Code Mode Benchmark

October 9, 2025 · View on GitHub

"LLMs are better at writing code to call tools than at calling tools directly." — Cloudflare Code Mode Research

A comprehensive benchmark comparing Code Mode (code generation) vs Traditional Function Calling for LLM tool interactions. Demonstrates that Code Mode achieves 60% faster execution, 68% fewer tokens, and 88% fewer API round trips while maintaining equal accuracy.

🎯 Key Results

Metric	Regular Agent	Code Mode	Improvement
Average Latency	11.88s	4.71s	60.4% faster ⚡
API Round Trips	8.0 iterations	1.0 iteration	87.5% reduction 🔄
Token Usage	144,250 tokens	45,741 tokens	68.3% savings 💰
Success Rate	6/8 (75%)	7/8 (88%)	+13% higher ✅
Validation Accuracy	100%	100%	Equal accuracy

Annual Cost Savings: $9,536/year at 1,000 scenarios/day (Claude Haiku pricing)

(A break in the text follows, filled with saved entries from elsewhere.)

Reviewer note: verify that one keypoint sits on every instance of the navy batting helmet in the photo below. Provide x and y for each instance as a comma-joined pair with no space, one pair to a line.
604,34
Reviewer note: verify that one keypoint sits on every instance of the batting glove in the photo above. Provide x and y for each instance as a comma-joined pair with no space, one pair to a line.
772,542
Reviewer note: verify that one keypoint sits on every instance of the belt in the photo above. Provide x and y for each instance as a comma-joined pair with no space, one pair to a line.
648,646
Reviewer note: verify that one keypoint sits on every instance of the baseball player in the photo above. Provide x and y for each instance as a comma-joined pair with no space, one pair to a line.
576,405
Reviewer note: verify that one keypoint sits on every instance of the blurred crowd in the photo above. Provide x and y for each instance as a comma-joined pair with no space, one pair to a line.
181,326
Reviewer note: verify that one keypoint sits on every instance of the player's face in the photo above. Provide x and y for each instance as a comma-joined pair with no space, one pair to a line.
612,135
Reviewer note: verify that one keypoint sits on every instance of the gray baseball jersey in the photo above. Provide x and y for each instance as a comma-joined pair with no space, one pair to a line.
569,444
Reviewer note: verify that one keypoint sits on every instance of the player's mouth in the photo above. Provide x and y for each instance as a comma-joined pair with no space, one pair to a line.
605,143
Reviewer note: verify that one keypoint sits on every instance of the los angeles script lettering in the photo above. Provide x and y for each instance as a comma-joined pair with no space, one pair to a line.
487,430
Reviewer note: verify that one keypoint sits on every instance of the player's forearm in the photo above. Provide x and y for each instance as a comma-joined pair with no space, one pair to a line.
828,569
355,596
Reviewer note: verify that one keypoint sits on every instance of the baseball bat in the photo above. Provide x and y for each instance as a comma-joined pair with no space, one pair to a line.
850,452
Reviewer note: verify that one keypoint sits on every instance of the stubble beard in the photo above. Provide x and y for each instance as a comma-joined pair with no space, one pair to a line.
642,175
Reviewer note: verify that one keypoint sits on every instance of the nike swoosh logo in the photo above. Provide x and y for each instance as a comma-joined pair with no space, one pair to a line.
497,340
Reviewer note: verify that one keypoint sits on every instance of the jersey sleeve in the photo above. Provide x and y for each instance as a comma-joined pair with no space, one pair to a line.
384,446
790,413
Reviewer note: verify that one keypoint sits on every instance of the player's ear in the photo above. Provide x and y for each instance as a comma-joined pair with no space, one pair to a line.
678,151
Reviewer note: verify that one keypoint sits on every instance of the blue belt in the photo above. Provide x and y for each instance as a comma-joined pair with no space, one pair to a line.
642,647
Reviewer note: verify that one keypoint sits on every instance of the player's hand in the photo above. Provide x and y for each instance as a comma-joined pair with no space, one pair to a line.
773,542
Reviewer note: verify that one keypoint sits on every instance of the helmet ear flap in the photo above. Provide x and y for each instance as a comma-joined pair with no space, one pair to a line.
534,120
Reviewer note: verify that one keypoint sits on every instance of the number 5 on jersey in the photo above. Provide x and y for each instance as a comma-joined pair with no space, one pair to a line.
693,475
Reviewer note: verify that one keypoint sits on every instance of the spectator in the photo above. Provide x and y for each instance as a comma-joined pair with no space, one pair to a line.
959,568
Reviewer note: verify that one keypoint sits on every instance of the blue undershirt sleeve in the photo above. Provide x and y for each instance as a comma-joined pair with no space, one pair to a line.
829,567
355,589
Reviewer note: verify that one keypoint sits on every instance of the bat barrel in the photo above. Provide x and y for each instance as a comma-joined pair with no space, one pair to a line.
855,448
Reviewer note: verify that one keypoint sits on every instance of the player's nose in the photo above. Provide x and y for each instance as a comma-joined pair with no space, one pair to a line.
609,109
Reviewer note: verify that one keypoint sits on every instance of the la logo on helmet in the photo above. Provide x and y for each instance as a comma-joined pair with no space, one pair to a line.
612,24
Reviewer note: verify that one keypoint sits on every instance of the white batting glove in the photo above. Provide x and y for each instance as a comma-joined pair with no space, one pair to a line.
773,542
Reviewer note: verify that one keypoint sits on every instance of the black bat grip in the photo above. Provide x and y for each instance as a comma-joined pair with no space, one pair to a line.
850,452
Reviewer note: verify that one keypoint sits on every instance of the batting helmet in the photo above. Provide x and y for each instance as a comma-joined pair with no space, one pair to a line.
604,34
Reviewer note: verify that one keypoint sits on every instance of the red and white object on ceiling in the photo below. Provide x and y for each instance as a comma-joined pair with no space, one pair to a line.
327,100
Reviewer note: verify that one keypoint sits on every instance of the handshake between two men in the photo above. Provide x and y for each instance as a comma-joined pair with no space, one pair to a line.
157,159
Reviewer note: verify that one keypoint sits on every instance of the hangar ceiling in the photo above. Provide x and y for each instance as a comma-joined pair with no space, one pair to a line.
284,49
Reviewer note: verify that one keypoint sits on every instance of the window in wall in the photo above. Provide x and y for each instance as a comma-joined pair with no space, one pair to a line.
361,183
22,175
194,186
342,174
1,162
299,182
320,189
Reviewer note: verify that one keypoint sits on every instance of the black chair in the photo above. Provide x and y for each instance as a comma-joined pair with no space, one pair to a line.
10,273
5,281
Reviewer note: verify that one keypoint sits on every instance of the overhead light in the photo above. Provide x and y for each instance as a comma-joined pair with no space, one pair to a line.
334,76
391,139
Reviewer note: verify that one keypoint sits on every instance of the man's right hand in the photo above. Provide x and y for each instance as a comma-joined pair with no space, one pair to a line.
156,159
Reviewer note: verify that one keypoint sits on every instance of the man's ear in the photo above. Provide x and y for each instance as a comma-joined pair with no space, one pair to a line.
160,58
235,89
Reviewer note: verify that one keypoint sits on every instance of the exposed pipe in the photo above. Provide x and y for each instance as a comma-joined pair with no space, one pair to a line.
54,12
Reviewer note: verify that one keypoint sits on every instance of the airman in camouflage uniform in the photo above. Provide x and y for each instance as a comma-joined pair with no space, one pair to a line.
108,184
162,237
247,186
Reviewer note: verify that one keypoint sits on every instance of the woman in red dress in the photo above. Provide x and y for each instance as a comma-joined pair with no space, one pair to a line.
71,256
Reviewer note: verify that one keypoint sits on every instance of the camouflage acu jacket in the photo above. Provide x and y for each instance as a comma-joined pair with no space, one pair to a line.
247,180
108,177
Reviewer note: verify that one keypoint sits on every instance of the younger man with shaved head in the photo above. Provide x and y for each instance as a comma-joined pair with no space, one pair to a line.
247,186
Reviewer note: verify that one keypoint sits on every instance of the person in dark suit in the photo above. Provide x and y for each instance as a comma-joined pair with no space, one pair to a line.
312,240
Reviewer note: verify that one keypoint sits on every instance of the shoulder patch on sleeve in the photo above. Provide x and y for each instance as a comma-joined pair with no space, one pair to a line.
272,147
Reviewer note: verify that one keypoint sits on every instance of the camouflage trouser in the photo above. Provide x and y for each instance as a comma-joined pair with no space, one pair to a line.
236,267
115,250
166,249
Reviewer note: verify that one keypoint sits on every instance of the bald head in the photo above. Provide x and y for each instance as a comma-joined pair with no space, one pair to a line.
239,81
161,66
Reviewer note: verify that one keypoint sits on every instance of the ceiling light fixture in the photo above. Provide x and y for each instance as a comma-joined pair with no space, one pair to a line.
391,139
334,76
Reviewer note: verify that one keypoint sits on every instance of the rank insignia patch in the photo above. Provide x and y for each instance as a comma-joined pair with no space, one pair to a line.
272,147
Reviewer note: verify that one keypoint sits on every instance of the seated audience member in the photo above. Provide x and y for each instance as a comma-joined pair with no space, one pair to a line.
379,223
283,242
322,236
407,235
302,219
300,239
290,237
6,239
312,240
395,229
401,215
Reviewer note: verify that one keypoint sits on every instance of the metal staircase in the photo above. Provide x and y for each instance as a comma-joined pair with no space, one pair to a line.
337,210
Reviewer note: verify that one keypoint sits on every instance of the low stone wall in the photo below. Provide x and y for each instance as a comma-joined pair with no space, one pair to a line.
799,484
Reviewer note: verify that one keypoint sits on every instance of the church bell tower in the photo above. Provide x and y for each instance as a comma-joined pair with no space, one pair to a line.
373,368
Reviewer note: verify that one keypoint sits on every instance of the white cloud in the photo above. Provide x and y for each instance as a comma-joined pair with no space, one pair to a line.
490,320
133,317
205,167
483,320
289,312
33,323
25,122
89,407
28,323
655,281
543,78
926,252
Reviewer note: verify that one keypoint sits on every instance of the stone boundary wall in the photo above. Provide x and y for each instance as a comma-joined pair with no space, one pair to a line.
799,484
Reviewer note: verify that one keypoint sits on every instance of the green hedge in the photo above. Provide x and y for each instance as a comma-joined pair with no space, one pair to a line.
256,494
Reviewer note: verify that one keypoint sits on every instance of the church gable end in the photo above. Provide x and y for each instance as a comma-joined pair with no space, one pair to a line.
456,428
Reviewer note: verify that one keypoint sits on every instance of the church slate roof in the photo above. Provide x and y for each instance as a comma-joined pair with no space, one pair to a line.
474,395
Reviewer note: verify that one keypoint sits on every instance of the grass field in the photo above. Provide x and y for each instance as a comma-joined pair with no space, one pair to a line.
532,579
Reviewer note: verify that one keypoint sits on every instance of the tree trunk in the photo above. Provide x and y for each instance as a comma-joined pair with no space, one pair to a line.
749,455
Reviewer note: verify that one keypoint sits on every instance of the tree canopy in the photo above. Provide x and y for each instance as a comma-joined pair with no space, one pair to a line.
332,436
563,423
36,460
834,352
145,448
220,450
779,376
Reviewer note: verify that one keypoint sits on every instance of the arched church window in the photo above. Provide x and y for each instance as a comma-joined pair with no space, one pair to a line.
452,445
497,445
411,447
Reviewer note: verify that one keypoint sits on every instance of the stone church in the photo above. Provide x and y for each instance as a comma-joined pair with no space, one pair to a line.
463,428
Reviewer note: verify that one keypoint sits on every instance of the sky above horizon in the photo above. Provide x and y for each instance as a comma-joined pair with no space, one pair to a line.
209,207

📊 View Full Results | 📈 Raw Data Tables

🚀 Quick Start

Prerequisites

Python 3.11+
Anthropic API key (for Claude)
Google API key (for Gemini, optional)

Installation

# Clone the repository
git clone <repository-url>
cd codemode_benchmark

# Install dependencies
pip install -r requirements.txt

# Set up environment variables
cp .env.example .env
# Edit .env and add your API keys

Run the Benchmark

# Run full benchmark with Claude
make run

# Run with Gemini
python benchmark.py --model gemini

# Run specific scenario
python benchmark.py --scenario 1

# Run limited scenarios
python benchmark.py --limit 3

📁 Repository Structure

codemode_benchmark/
├── README.md                 # This file
├── benchmark.py             # Main benchmark runner
├── requirements.txt         # Python dependencies
├── Makefile                 # Convenient commands
│
├── agents/                  # Agent implementations
│   ├── __init__.py
│   ├── codemode_agent.py           # Code Mode (code generation)
│   ├── regular_agent.py            # Traditional function calling
│   ├── gemini_codemode_agent.py    # Gemini Code Mode
│   └── gemini_regular_agent.py     # Gemini function calling
│
├── tools/                   # Tool definitions
│   ├── __init__.py
│   ├── business_tools.py           # Accounting/invoicing tools
│   ├── accounting_tools.py         # Core accounting logic
│   └── example_tools.py            # Simple example tools
│
├── sandbox/                 # Secure code execution
│   ├── __init__.py
│   └── executor.py                 # RestrictedPython sandbox
│
├── tests/                   # Test files
│   ├── test_api.py
│   ├── test_scenarios.py           # Scenario definitions
│   └── ...
│
├── debug/                   # Debug scripts (development)
│   └── debug_*.py
│
├── docs/                    # Documentation
│   ├── BENCHMARK_SUMMARY.md        # Comprehensive analysis
│   ├── RESULTS_DATA.md             # Raw data tables
│   ├── QUICKSTART.md               # Quick start guide
│   ├── TOOLS.md                    # Tool API documentation
│   ├── CHANGELOG.md                # Version history
│   └── GEMINI.md                   # Gemini-specific notes
│
└── results/                 # Benchmark results
    ├── benchmark_results_claude.json
    ├── benchmark_results_gemini.json
    ├── results.log
    └── results-gemini.log

🔬 What is Code Mode?

Traditional Function Calling (Regular Agent)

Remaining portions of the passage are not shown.